Outdoor: Discover Fairness![10.05.2010]

Outdoor ist IN. Outdoor-Sportarten und Aktivitäten im Freien wie Klettern, Bergsteigen oder Trekking sowie die dazu passende Funktionskleidung erleben einen neuen Boom. Die Branche liegt aufgrund des hohen Stellenwerts von Outdoor-Aktivitäten und wegen der Funktionalität der Produkte voll im Verbrauchertrend. Der Begriff Nachhaltigkeit wird von Unternehmen gern in der Kommunikation genutzt.

Die Kampagne für Saubere Kleidung fordert deshalb unter dem Motto „Discover Fairness!“ gezielt Outdoorfirmen auf, dem Anspruch von Nachhaltigkeit gerecht zu werden und sich glaubhaft für die Menschenrechte bei der Arbeit einzusetzen.

Dies beinhaltet eben, für angemessene sozial- und arbeitsrechtliche Bedingungen zu sorgen. Denn Nachhaltigkeit in einem umfassenderen Sinn verstanden bedeutet, dass das Recht auf Entwicklung ein Menschenrecht ist demnach: „Discover Fairness. Aktiv für Menschenrechte“.

Von einer Krise ist die Outdoor-Branche weit entfernt. Seit Jahren gibt es stabile Wachstums- und Umsatzraten. Für den europäischen Markt lag die Wachstumsrate 2010 bei etwa 9 Prozent und stieg auf 4,5 Milliarden Euro.
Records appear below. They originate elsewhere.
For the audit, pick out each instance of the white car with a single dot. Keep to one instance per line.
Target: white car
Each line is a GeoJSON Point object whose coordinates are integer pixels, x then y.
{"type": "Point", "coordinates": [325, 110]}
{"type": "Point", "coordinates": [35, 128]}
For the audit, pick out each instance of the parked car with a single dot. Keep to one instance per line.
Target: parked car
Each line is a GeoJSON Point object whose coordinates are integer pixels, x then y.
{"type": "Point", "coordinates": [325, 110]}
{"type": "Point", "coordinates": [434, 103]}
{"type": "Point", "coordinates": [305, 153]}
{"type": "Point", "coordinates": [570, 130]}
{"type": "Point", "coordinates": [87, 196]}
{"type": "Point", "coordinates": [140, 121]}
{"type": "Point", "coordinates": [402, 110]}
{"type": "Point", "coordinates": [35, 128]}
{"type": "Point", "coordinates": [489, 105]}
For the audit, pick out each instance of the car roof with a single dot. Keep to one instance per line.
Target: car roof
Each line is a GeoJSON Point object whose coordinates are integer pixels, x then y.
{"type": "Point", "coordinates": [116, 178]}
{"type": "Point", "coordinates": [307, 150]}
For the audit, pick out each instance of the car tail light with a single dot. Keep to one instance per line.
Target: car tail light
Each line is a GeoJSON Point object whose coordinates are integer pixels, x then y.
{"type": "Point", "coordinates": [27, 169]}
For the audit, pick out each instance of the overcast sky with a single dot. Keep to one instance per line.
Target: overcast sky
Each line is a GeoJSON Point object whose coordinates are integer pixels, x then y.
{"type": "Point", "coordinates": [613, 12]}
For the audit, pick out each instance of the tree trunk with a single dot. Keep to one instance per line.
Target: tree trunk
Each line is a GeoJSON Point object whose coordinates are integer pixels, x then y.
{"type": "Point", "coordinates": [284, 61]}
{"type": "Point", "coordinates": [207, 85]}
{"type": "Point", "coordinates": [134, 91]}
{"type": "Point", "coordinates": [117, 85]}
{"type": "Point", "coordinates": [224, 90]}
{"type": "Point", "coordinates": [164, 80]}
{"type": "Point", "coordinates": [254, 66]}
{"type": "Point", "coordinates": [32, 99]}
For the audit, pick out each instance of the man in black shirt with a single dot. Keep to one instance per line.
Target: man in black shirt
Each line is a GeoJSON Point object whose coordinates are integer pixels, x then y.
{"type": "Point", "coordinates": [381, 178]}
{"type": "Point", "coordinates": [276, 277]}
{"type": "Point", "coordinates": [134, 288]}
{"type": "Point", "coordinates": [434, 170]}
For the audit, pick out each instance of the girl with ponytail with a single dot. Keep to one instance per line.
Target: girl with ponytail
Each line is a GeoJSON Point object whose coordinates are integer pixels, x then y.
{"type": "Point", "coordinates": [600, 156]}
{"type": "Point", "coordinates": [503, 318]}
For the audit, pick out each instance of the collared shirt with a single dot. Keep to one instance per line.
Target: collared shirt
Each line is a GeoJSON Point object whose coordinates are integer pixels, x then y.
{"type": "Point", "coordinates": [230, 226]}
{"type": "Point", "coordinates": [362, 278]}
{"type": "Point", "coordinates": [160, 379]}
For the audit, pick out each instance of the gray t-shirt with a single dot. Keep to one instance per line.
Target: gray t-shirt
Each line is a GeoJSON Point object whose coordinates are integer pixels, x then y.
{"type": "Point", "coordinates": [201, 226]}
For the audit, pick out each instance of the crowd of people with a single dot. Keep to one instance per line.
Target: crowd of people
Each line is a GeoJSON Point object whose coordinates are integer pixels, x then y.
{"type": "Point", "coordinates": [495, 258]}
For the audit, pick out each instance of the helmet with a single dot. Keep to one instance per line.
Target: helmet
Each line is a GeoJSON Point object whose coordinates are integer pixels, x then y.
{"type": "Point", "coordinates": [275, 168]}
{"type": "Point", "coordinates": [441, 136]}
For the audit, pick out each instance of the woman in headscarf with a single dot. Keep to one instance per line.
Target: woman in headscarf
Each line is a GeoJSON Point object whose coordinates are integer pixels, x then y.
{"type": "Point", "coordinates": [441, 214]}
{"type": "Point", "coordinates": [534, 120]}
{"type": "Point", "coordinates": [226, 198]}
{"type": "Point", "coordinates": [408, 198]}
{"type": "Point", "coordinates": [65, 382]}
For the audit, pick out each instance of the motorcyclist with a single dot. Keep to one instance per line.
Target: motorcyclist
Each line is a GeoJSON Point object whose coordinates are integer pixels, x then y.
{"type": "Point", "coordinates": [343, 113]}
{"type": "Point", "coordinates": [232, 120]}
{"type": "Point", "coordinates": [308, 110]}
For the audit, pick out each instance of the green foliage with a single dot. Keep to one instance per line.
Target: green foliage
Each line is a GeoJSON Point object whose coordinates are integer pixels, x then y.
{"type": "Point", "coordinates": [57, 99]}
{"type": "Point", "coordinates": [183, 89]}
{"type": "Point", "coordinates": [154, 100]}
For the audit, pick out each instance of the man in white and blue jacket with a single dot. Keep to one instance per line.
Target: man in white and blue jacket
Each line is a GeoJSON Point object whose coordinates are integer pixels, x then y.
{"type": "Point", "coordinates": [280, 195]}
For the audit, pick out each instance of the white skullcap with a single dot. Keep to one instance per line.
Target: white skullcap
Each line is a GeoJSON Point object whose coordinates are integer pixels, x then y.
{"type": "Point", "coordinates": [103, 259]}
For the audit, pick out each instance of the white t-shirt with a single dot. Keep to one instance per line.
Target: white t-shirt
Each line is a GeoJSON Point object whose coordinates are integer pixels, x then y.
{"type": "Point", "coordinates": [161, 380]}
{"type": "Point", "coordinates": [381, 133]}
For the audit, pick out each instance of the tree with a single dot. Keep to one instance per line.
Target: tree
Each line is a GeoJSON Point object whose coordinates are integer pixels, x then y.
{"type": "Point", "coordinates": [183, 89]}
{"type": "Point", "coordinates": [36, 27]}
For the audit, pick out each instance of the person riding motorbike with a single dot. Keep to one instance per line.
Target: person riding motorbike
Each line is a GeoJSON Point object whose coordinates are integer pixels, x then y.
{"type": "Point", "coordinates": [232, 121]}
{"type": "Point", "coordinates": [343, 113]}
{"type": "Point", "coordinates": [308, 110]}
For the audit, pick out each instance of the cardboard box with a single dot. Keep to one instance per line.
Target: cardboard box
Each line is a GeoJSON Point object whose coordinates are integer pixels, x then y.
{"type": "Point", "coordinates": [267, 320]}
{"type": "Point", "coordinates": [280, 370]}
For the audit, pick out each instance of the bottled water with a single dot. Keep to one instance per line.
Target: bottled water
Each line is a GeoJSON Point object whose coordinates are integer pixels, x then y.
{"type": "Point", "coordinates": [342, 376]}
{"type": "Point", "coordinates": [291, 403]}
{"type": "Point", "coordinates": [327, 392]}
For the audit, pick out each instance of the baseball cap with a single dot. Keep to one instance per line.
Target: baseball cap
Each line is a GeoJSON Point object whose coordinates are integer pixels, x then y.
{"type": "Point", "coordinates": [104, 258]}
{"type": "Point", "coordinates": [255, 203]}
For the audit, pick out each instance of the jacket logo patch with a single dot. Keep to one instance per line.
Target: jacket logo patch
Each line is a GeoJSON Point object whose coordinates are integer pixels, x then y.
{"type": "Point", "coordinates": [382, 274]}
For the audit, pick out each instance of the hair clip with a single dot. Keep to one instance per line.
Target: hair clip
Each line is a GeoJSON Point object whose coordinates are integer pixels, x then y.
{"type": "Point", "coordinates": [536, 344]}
Die Outdoor-Branche ist in den vergangenen Jahren weiterhin in vielerlei Hinsicht sehr dynamisch geblieben. Trotz skeptischer Erwartungen für 2012 aufgrund von „widriger Witterungs- und ungünstiger wirtschaftlicher Gesamtlage“ sowie „Marktsättigung“ verzeichnet die Branche Wachstumsraten. Denn die EuropäerInnen geben etwa 10 Milliarden Euro für ihre Outdoor-Ausrüstung – von der Regenjacke bis zum Wanderschuh – aus. Mit einem anhaltenden Wachstum von bis zu 10 Prozent ist die Branche unterdessen zu einem Massenmarkt geworden. Kaum verwunderlich dass auch große Marken wie Puma und Adidas in dieses traditionell von mittelständischen Unternehmen geprägte Marktsegment drängen. Interesse an dem Geschäft mit Outdoor-Produkten finden verstärkt auch Finanzinvestoren. Analysten beobachten ebenso, dass vermehrt preisgünstige jedoch qualitativ schlechte Produkte den Outdoor- und Sportartikelmarkt übersättigen. Diese Tendenz, auch vom Europäischen Verband bestätigt, stellt den Preiswettbewerb in den Vordergrund und in Konkurrenz zum bestehenden Qualitätsanspruch oder auch dem Anspruch von Nachhaltigkeit.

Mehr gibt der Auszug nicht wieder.